If you have your own PKI, then Step can act as an intermeidate, issuing Certificate Authority. It will need some further manual configuration, however.
step-ca
will need a copy of your root CA's public certificate. Copy the root
CA public certificate to /home/step/certs/root_ca.crt
in your docker
service's volume.
step-ca
will initialise its own root and intermediate keys when initilised
(i.e. when run for the first time). The public certificates can effectively be
discarded, as we'll use our own root CA certificate, and for the intermediate
certificate, we'll generate a CSR and submit it to the offline root CA for
signing.
The process will look something like this:-
# First, start the step-ca service and let it initialise itself:
docker-compose -f docker-compose-step-ca.yaml up
# Copy in your root CA certificate from the host
docker-compose cp certs/root_ca.crt step-ca:/home/step/certs/root_ca.crt
# Create a CSR using the intermediate key generated during initialisation
# First, enter a shell in the container
docker-compose -f docker-compose-step-ca.yaml exec step-ca sh
# Now you're in your container (with its environment variables).

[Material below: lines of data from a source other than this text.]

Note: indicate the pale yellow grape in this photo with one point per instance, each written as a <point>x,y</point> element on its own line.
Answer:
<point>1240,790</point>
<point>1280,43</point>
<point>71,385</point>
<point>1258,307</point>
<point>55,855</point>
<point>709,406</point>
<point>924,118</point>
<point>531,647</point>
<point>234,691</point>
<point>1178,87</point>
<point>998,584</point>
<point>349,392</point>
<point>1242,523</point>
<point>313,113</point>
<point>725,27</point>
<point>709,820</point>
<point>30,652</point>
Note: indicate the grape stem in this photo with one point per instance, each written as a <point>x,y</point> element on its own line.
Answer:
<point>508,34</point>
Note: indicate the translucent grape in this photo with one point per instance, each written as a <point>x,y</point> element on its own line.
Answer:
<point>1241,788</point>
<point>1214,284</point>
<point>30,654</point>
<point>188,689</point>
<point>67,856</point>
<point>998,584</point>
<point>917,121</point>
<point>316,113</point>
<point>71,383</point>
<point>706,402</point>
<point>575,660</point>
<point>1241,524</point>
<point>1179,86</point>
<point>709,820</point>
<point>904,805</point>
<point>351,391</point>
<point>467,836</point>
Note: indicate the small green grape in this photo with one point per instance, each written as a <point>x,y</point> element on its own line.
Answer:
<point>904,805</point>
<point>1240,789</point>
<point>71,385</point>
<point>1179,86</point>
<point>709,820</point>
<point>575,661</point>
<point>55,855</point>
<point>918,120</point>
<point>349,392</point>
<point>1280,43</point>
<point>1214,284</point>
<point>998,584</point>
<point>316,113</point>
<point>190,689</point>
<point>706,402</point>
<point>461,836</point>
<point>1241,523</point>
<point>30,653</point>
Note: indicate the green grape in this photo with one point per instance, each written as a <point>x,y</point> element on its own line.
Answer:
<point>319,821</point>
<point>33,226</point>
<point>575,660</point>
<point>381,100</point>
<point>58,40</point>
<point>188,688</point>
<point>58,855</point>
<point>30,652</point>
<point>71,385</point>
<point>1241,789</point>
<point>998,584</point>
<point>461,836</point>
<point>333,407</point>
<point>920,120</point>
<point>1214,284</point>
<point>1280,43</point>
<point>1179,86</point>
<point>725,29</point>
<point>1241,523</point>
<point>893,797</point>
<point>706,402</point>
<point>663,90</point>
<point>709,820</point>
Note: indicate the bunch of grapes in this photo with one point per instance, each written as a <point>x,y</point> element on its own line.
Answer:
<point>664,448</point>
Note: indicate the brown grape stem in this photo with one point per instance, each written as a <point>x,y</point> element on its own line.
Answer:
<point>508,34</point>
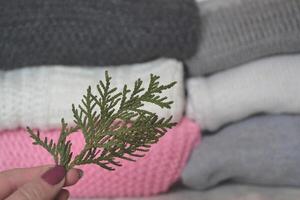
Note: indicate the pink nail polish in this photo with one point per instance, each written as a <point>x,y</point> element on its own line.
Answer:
<point>54,175</point>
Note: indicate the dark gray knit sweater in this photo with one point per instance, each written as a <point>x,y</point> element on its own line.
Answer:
<point>95,32</point>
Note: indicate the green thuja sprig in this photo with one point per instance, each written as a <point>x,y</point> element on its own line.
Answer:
<point>115,125</point>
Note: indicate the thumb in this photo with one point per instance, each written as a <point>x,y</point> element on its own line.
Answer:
<point>44,188</point>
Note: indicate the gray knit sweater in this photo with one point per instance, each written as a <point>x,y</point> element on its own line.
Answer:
<point>95,32</point>
<point>234,32</point>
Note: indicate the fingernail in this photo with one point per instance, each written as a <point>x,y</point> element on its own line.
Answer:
<point>80,173</point>
<point>54,175</point>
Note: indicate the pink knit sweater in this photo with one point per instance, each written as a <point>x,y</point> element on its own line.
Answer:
<point>152,174</point>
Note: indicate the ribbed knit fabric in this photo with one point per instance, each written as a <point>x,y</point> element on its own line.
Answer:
<point>269,85</point>
<point>152,174</point>
<point>95,32</point>
<point>41,96</point>
<point>237,31</point>
<point>262,150</point>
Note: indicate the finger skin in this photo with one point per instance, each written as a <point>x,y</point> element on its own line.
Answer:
<point>38,189</point>
<point>11,180</point>
<point>63,195</point>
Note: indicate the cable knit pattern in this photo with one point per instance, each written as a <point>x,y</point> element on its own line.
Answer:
<point>96,32</point>
<point>40,97</point>
<point>234,32</point>
<point>152,174</point>
<point>269,85</point>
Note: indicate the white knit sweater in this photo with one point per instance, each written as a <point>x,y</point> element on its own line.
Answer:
<point>40,96</point>
<point>269,85</point>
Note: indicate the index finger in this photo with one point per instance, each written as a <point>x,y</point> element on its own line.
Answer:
<point>11,180</point>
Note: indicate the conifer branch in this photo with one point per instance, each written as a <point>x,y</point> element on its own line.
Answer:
<point>115,125</point>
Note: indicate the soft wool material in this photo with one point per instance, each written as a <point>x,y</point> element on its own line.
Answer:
<point>270,85</point>
<point>237,31</point>
<point>152,174</point>
<point>260,150</point>
<point>96,32</point>
<point>40,97</point>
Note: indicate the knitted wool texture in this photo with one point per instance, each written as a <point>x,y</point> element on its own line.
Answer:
<point>96,32</point>
<point>152,174</point>
<point>237,31</point>
<point>269,85</point>
<point>262,150</point>
<point>40,97</point>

# Generate a CSR from the existing key
step certificate create \
--csr --password-file="${PWDPATH}" \
"Example Ltd Intermediate CA" \
certs/intermediate_ca.csr secrets/intermediate_ca_key
# Exit the container shell, and copy the CSR out and to the offline root CA for
# signing (outside of the scope of this documentation).
exit
docker-compose -f docker-compose-step-ca.yaml \
cp step-ca:/home/step/certs/intermediate_ca.csr ./certs/
Instructions for signing a CSR by a root CA are totally dependent on what CA software is used by your root CA. Refer to the documentation on your specific root CA software, for how to sign a CSR for an Intermediate, or Subordinate CA.

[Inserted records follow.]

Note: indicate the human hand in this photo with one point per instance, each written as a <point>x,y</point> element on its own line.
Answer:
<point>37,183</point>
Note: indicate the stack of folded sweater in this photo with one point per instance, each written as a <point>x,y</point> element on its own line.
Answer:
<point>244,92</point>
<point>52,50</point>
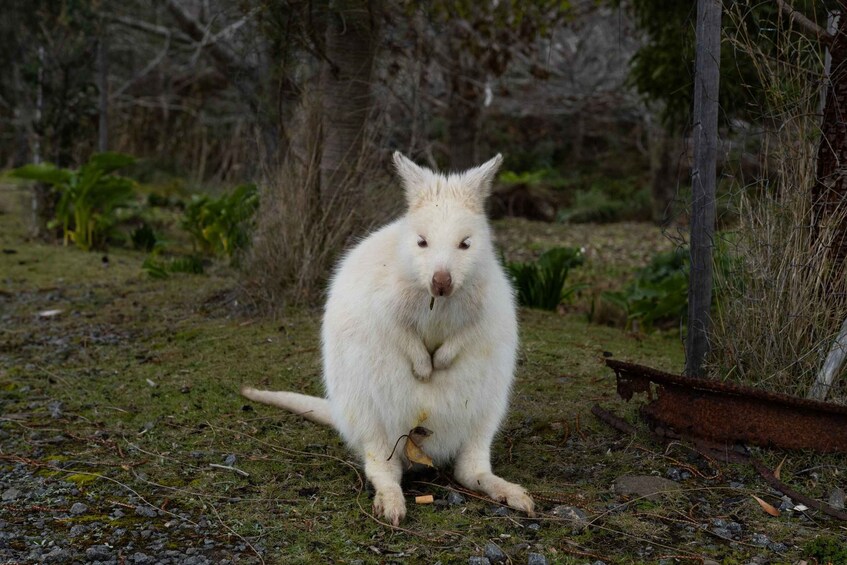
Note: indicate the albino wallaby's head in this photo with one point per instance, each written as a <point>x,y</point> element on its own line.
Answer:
<point>445,235</point>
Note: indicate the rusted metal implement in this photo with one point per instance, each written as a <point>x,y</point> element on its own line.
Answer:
<point>730,413</point>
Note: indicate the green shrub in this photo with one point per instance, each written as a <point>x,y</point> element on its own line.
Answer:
<point>659,293</point>
<point>88,196</point>
<point>220,226</point>
<point>159,269</point>
<point>541,284</point>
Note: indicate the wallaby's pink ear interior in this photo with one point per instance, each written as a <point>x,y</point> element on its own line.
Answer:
<point>482,177</point>
<point>414,177</point>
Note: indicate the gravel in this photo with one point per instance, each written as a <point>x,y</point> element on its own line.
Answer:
<point>46,520</point>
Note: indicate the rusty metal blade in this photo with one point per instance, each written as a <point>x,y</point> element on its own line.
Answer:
<point>727,412</point>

# Once you've got the signed certificate back, copy it into the container.
docker-compose -f docker-compose-step-ca.yaml \
cp ./certs/intermediate_ca.crt step-ca:/home/step/certs/
# Restart the Step CA service
docker-compose -f docker-compose-step-ca.yaml restart
After it is restarted, you can check the public certificate that Step CA is offering on its public port.

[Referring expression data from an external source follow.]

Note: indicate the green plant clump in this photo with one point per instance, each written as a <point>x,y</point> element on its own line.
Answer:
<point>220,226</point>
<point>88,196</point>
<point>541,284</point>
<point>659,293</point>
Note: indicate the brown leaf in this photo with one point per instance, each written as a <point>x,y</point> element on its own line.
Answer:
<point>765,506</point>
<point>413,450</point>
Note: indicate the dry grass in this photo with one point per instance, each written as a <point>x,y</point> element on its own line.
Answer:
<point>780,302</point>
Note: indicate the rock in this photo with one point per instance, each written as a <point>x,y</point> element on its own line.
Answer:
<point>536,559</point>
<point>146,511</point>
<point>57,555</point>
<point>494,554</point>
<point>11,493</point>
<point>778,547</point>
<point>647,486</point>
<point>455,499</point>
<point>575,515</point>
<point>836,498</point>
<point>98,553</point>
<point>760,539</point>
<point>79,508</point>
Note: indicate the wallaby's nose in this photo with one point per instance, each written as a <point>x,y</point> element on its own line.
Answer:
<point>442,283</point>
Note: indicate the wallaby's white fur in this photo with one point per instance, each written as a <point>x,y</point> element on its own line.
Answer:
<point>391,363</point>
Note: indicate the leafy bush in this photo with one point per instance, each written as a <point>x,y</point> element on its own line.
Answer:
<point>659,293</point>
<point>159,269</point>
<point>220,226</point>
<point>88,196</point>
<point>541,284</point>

# Get the container's IP address from docker:-
IPADDR=$(docker inspect secure-web-env-step-ca-1 | jq -r '.[].NetworkSettings.Networks.traefik_backend.IPAddress')
# Check the certificate with openssl (assuming listening on default port 9000)
openssl s_client -connect ${IPADDR}:9000
The traefik
service will handle all incoming traffik. On the backend, it will
also connect to the Step CA service over https, so therefore should trust the
CA certificates used by Step CA.
I chose to build my own traefik image, where the Dockerfile's only
customisation was to COPY
in the Root and Intermediate CA certificates,
before running update-ca-certificates
.
The example here doesn't (without further configuraiton) do this. Instead, it
is configured to (insecurely) trust any certificate presented by the CA
backend. See transports.yaml,
where insecureSkipVerify
is set to true
, and the rootCAs
block is
commented out. To lock down trust between traefik
and the Step CA ACME
service, comment out insecureSkipVerify
and uncomment the rootCAs
certificates
block, after copying those certificates into the traefik volume.